Oil prices rose 3% Monday to settle near a seven-month high of more than $68 a barrel. Renewed interest in the commodity has been sparked by improved factory activity in China, fortifying the belief that the economy is recovering from its recent doldrums. 

Today, China’s Purchasing Manager’s Index reported that the country has expanded manufacturing for the third month in a row. Additional factors contributing to the increase in oil prices include the US dollar falling to a new five-month low and OPEC holding production steady at its most-recent meeting, as well as an improved economic outlook.
The start of the Atlantic hurricane season and the bankruptcy of American car manufacturer GM did not seem to dampen the market.

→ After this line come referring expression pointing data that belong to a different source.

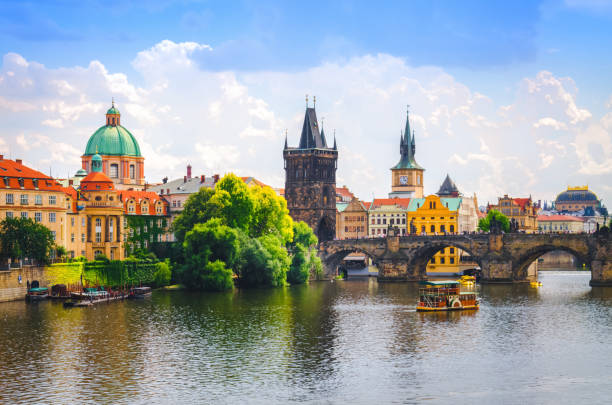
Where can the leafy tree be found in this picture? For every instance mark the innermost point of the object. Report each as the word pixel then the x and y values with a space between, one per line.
pixel 299 270
pixel 22 237
pixel 236 208
pixel 258 267
pixel 303 235
pixel 216 277
pixel 197 210
pixel 485 223
pixel 204 244
pixel 270 215
pixel 163 274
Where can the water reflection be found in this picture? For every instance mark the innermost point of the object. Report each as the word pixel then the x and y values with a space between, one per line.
pixel 354 341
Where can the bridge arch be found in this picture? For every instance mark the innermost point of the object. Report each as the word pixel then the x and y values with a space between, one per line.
pixel 522 263
pixel 334 255
pixel 423 255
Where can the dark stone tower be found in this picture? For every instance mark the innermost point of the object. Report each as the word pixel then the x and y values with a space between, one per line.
pixel 310 179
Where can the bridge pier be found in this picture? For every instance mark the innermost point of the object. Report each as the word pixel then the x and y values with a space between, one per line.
pixel 397 270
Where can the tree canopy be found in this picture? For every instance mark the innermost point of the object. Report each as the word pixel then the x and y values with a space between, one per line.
pixel 243 232
pixel 485 223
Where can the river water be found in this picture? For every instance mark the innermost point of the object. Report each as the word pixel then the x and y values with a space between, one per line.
pixel 341 342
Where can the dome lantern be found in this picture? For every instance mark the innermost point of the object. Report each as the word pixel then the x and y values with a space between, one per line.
pixel 113 116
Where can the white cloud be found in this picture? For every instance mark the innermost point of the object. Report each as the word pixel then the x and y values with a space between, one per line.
pixel 222 121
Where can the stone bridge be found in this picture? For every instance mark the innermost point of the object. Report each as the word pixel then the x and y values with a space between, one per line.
pixel 503 258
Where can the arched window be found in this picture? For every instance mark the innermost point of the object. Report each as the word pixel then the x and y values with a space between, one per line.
pixel 114 171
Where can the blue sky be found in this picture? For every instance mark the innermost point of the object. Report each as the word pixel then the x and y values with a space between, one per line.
pixel 489 47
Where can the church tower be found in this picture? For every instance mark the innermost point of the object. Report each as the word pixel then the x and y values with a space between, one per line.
pixel 310 178
pixel 407 175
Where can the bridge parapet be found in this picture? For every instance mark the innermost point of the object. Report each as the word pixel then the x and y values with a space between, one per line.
pixel 502 258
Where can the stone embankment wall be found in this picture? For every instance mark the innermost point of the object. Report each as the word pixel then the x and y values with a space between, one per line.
pixel 10 287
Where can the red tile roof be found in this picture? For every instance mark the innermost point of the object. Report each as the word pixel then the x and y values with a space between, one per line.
pixel 559 218
pixel 96 181
pixel 401 202
pixel 11 172
pixel 521 201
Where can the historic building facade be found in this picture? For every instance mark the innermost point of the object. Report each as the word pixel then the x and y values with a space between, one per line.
pixel 576 199
pixel 310 179
pixel 121 158
pixel 28 193
pixel 407 175
pixel 351 220
pixel 522 210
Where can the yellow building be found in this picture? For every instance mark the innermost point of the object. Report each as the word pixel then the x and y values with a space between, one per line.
pixel 387 212
pixel 522 210
pixel 407 175
pixel 351 220
pixel 28 193
pixel 434 215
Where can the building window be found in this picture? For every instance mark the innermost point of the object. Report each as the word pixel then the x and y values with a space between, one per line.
pixel 114 170
pixel 98 230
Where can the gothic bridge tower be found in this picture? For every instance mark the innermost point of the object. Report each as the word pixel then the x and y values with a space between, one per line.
pixel 310 179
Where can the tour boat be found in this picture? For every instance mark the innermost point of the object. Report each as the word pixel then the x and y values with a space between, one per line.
pixel 445 295
pixel 140 292
pixel 37 294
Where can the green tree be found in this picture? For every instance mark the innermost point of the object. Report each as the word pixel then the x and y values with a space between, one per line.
pixel 163 274
pixel 258 267
pixel 485 223
pixel 23 238
pixel 299 270
pixel 204 244
pixel 197 210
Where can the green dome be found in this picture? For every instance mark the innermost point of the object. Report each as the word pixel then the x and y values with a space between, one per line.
pixel 112 140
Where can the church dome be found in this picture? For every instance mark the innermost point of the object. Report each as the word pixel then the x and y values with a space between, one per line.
pixel 574 194
pixel 112 138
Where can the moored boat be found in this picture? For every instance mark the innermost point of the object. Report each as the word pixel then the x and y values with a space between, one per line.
pixel 445 295
pixel 37 294
pixel 140 292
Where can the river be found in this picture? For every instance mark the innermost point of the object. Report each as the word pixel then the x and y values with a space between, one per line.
pixel 340 342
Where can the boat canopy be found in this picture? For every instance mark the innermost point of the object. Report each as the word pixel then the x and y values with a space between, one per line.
pixel 439 283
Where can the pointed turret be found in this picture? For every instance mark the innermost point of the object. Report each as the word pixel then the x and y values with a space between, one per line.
pixel 311 137
pixel 448 188
pixel 407 149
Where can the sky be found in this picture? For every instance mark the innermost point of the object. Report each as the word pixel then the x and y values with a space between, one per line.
pixel 506 97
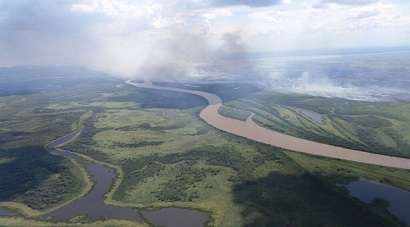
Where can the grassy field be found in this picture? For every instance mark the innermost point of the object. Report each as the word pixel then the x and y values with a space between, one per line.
pixel 375 127
pixel 181 161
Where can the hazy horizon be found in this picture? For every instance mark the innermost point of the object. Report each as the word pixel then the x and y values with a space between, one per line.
pixel 176 38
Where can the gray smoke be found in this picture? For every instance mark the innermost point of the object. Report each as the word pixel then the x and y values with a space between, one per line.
pixel 184 56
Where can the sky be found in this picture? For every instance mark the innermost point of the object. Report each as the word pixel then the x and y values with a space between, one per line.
pixel 174 37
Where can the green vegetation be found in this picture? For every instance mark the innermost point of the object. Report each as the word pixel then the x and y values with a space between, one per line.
pixel 183 162
pixel 240 182
pixel 234 113
pixel 375 127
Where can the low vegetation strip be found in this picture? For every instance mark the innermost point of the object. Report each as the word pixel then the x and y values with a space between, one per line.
pixel 234 113
pixel 253 131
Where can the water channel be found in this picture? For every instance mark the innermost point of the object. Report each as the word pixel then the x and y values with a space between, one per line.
pixel 367 191
pixel 249 129
pixel 92 204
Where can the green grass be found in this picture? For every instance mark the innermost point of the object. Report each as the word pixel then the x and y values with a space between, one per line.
pixel 375 127
pixel 183 162
pixel 239 181
pixel 234 113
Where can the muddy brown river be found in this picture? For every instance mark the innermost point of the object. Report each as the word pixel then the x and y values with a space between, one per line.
pixel 249 129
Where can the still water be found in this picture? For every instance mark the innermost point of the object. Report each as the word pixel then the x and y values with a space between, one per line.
pixel 92 204
pixel 367 191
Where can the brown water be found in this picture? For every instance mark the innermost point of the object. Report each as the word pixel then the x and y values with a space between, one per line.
pixel 249 129
pixel 92 204
pixel 176 217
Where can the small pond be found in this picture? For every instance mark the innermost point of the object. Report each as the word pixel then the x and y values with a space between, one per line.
pixel 367 191
pixel 92 204
pixel 176 217
pixel 6 212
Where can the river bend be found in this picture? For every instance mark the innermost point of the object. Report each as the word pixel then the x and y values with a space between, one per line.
pixel 249 129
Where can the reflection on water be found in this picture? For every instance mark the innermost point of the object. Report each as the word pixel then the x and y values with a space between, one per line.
pixel 6 212
pixel 399 199
pixel 92 205
pixel 176 217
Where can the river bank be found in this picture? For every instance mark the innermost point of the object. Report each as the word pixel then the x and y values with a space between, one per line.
pixel 249 129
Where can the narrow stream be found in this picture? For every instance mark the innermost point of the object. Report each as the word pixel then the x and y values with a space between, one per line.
pixel 92 204
pixel 367 191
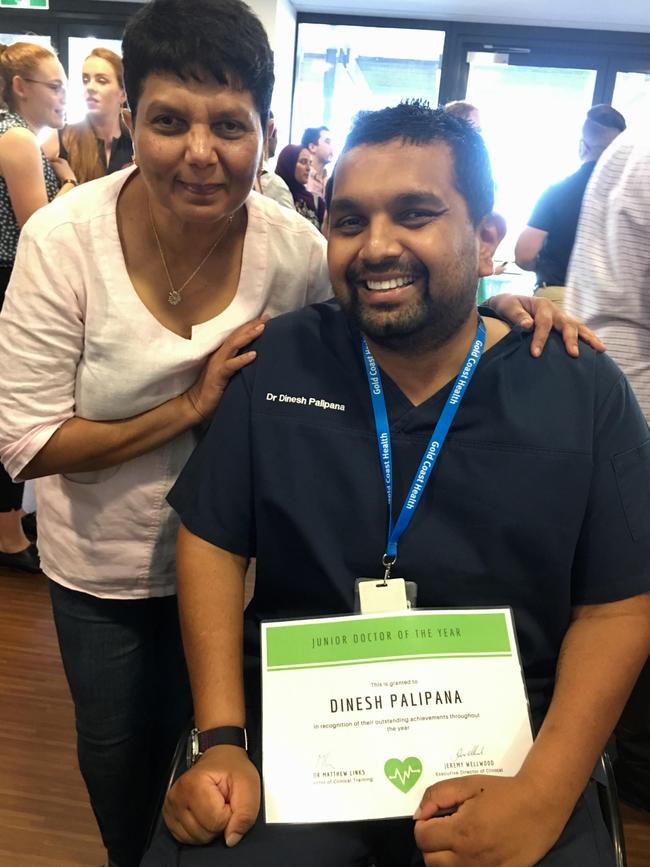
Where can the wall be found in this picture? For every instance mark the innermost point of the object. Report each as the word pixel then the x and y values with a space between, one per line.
pixel 279 20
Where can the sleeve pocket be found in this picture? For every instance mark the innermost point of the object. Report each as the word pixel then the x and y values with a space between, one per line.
pixel 632 470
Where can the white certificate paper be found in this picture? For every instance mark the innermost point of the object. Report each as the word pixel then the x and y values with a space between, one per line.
pixel 362 713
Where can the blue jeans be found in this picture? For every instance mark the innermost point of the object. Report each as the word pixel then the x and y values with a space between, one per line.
pixel 125 667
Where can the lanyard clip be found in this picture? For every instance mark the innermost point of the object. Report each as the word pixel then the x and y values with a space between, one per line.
pixel 388 562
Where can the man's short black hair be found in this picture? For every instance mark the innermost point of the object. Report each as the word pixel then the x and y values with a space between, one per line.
pixel 606 116
pixel 414 122
pixel 312 135
pixel 221 37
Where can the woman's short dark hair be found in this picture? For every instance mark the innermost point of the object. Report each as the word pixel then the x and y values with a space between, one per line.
pixel 415 122
pixel 188 38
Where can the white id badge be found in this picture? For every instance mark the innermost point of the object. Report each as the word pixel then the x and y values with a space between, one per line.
pixel 376 596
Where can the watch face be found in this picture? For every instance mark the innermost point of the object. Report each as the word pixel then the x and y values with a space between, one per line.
pixel 192 752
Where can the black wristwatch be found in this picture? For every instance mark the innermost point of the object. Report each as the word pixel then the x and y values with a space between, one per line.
pixel 198 742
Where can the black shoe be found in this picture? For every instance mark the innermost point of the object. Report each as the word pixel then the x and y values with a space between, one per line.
pixel 26 560
pixel 29 526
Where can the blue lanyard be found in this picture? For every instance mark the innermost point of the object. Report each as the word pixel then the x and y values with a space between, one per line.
pixel 419 483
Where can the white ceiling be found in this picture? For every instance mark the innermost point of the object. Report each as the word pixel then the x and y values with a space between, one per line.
pixel 633 15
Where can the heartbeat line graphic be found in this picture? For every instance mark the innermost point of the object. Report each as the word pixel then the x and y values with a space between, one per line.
pixel 403 776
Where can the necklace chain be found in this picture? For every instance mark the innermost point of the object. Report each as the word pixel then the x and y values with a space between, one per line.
pixel 176 295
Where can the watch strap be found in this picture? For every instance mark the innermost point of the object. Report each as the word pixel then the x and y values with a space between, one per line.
pixel 200 741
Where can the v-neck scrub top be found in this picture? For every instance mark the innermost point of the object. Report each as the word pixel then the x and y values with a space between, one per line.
pixel 75 339
pixel 537 501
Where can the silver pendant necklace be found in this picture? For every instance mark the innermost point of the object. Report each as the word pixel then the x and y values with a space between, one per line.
pixel 175 296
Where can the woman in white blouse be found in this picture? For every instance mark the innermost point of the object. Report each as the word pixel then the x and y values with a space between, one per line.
pixel 121 329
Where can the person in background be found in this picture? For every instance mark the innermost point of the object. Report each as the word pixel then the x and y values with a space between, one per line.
pixel 101 142
pixel 33 91
pixel 293 167
pixel 545 244
pixel 268 183
pixel 607 285
pixel 318 142
pixel 466 111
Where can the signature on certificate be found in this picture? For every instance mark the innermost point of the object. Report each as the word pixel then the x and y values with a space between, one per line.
pixel 471 751
pixel 323 762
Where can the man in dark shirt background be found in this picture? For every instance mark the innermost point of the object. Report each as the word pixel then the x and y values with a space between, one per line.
pixel 545 244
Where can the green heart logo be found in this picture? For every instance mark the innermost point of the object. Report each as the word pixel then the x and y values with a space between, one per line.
pixel 404 774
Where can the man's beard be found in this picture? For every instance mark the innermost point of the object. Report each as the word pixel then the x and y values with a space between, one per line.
pixel 427 323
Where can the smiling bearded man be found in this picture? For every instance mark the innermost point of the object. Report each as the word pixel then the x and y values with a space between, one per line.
pixel 535 503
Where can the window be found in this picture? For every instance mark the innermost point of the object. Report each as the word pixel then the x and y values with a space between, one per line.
pixel 531 117
pixel 632 96
pixel 343 69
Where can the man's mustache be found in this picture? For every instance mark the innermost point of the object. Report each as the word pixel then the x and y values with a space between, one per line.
pixel 357 273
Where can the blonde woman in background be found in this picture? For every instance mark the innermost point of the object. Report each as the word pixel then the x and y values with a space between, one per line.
pixel 33 89
pixel 99 144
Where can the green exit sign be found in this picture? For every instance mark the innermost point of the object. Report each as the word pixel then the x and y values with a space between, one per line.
pixel 26 4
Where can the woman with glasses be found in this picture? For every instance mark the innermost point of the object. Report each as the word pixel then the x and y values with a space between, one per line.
pixel 99 144
pixel 33 90
pixel 293 167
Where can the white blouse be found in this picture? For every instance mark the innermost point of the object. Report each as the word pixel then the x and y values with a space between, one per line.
pixel 75 339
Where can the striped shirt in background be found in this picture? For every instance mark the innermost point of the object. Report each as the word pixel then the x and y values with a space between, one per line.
pixel 608 283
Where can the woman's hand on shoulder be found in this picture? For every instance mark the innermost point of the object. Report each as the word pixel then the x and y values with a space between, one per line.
pixel 21 166
pixel 62 169
pixel 205 394
pixel 542 315
pixel 50 146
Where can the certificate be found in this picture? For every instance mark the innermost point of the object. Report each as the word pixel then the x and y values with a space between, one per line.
pixel 362 713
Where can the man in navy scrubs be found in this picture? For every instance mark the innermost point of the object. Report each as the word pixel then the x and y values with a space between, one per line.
pixel 538 501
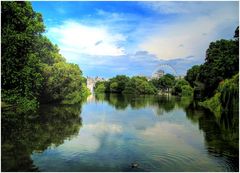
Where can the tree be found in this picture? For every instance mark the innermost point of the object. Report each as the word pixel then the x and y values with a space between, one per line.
pixel 164 83
pixel 64 84
pixel 21 77
pixel 221 62
pixel 182 88
pixel 192 74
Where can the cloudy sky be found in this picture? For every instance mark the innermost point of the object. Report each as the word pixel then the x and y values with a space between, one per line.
pixel 136 38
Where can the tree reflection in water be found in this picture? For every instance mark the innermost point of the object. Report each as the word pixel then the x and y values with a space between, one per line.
pixel 25 133
pixel 221 133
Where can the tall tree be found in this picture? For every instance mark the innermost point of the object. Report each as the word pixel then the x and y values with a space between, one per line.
pixel 21 26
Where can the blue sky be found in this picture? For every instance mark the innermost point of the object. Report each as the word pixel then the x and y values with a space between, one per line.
pixel 134 38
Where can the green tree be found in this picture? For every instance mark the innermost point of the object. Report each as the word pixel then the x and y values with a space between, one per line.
pixel 64 84
pixel 100 87
pixel 182 88
pixel 222 61
pixel 192 74
pixel 21 77
pixel 164 83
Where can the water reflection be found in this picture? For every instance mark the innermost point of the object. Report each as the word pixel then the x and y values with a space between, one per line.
pixel 161 103
pixel 160 133
pixel 221 133
pixel 21 136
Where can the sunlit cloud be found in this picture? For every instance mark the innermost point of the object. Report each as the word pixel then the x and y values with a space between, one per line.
pixel 191 34
pixel 107 40
pixel 91 40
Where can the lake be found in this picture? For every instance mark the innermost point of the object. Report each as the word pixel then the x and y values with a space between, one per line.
pixel 114 132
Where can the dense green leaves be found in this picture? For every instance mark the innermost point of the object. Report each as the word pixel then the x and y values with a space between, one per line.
pixel 221 62
pixel 192 74
pixel 32 67
pixel 126 85
pixel 164 83
pixel 182 88
pixel 226 98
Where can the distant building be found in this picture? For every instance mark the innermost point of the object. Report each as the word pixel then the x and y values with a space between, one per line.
pixel 179 77
pixel 158 74
pixel 92 81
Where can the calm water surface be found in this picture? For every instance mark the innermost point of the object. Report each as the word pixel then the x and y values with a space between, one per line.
pixel 110 132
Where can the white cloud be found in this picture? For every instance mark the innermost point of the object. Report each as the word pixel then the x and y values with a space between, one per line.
pixel 76 37
pixel 190 33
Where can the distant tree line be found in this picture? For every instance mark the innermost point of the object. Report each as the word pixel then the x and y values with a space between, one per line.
pixel 33 70
pixel 216 81
pixel 141 85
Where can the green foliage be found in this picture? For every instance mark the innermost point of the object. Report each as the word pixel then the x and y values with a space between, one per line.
pixel 226 98
pixel 213 104
pixel 126 85
pixel 64 83
pixel 222 62
pixel 164 83
pixel 100 87
pixel 32 68
pixel 139 85
pixel 118 83
pixel 114 87
pixel 192 74
pixel 20 29
pixel 182 88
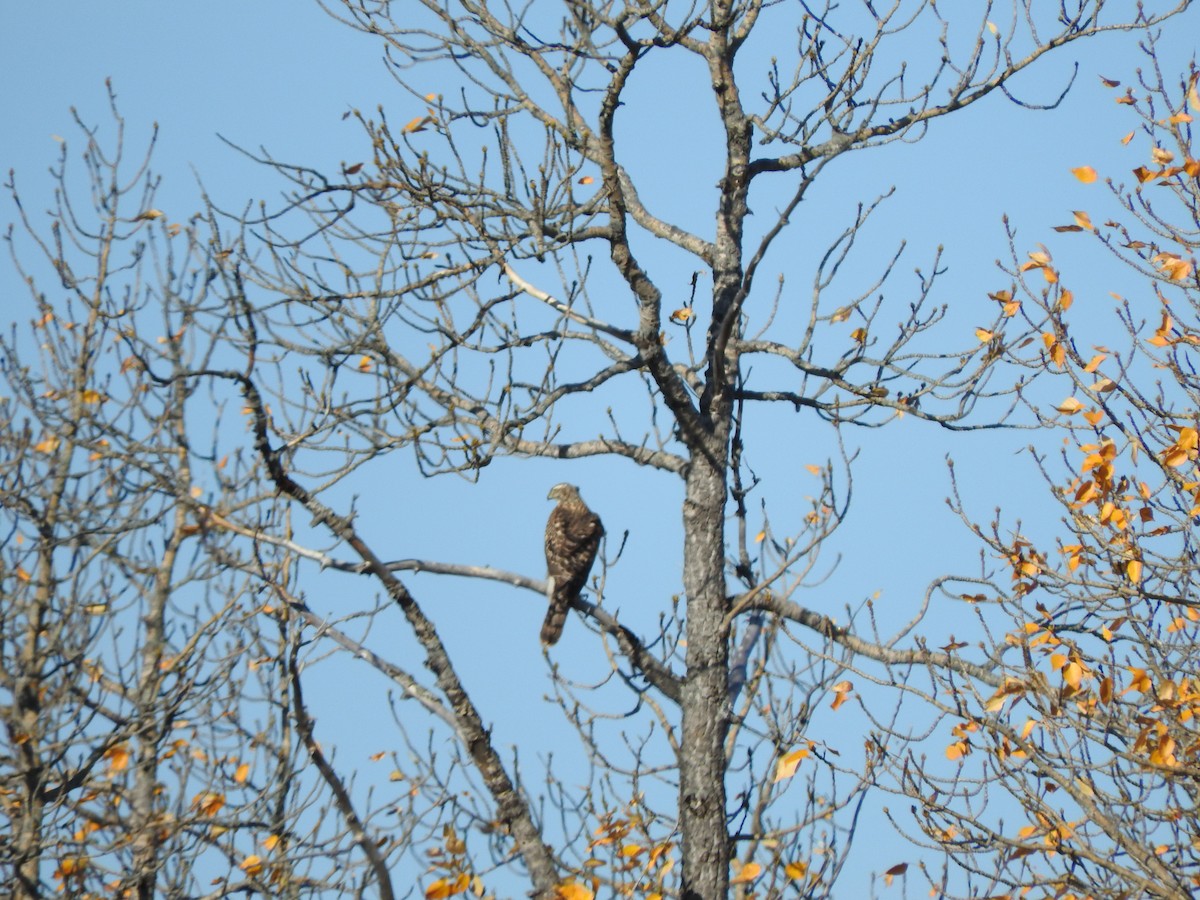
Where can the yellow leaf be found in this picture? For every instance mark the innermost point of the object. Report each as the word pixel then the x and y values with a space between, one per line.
pixel 251 864
pixel 841 694
pixel 748 873
pixel 796 871
pixel 570 891
pixel 787 765
pixel 898 869
pixel 118 757
pixel 208 803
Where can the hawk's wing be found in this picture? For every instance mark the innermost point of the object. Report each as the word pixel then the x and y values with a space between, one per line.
pixel 573 538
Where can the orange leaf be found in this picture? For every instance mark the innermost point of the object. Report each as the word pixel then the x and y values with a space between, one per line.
pixel 118 757
pixel 251 865
pixel 898 869
pixel 787 765
pixel 573 891
pixel 749 873
pixel 796 870
pixel 1133 570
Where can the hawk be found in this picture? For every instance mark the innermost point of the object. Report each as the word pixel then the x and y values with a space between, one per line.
pixel 573 538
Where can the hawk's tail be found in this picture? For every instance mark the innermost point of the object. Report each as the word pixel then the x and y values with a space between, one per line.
pixel 556 617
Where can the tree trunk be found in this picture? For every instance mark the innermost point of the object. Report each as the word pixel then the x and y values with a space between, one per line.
pixel 706 714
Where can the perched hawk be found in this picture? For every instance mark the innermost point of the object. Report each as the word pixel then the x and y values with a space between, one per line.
pixel 573 538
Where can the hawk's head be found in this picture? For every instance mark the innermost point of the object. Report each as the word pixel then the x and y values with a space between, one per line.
pixel 563 492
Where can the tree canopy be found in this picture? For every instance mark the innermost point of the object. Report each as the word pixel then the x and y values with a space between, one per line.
pixel 204 411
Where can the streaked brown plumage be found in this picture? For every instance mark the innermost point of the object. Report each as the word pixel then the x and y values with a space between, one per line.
pixel 573 538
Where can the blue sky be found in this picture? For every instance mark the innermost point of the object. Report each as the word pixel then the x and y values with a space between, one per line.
pixel 281 73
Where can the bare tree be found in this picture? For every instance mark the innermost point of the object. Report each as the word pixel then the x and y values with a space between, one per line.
pixel 136 693
pixel 1077 773
pixel 479 287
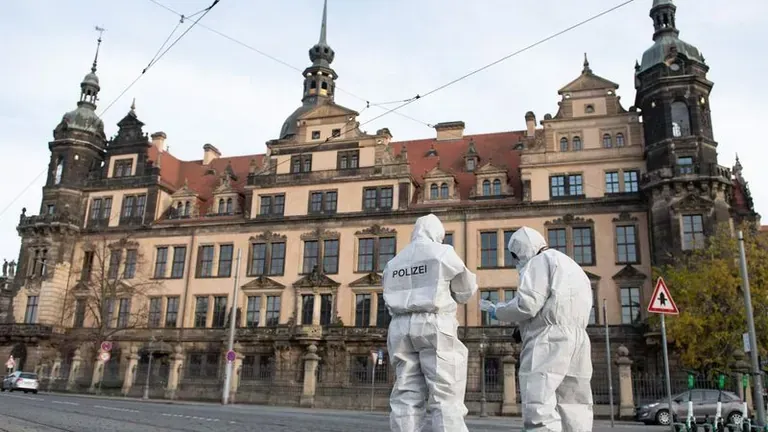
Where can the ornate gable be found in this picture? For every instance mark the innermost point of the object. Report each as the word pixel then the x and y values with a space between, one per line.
pixel 369 280
pixel 267 236
pixel 629 273
pixel 262 283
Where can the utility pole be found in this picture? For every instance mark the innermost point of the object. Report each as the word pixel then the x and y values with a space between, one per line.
pixel 756 373
pixel 230 346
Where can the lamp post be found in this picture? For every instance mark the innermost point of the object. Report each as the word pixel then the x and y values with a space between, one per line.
pixel 149 369
pixel 483 401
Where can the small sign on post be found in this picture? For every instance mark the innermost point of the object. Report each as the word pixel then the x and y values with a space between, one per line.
pixel 661 303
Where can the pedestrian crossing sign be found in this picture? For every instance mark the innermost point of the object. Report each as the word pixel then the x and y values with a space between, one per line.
pixel 661 301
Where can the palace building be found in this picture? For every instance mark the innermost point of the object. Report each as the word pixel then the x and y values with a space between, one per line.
pixel 134 246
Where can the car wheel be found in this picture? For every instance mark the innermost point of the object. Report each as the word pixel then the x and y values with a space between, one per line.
pixel 663 418
pixel 735 418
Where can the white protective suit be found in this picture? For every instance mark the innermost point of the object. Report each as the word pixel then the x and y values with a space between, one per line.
pixel 552 309
pixel 422 286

On the first day of June, US crude rose $2.27 to close at $68.58 on the New York Mercantile Exchange. With intra-day trading hitting a high of $68.68, this is the highest oil prices have reached since early November 2008. Additionally, London Brent crude closed at $67.97 a barrel, a increase of $2.45 for the day.
Also gaining momentum, natural gas traded nearly 10% higher Monday, with NYMEX Henry Hub futures closing at $4.20 per mmBtu, a rise of 37 cents. Natural gas remains at an historic low, with drilling efforts dropping and gas production curbed.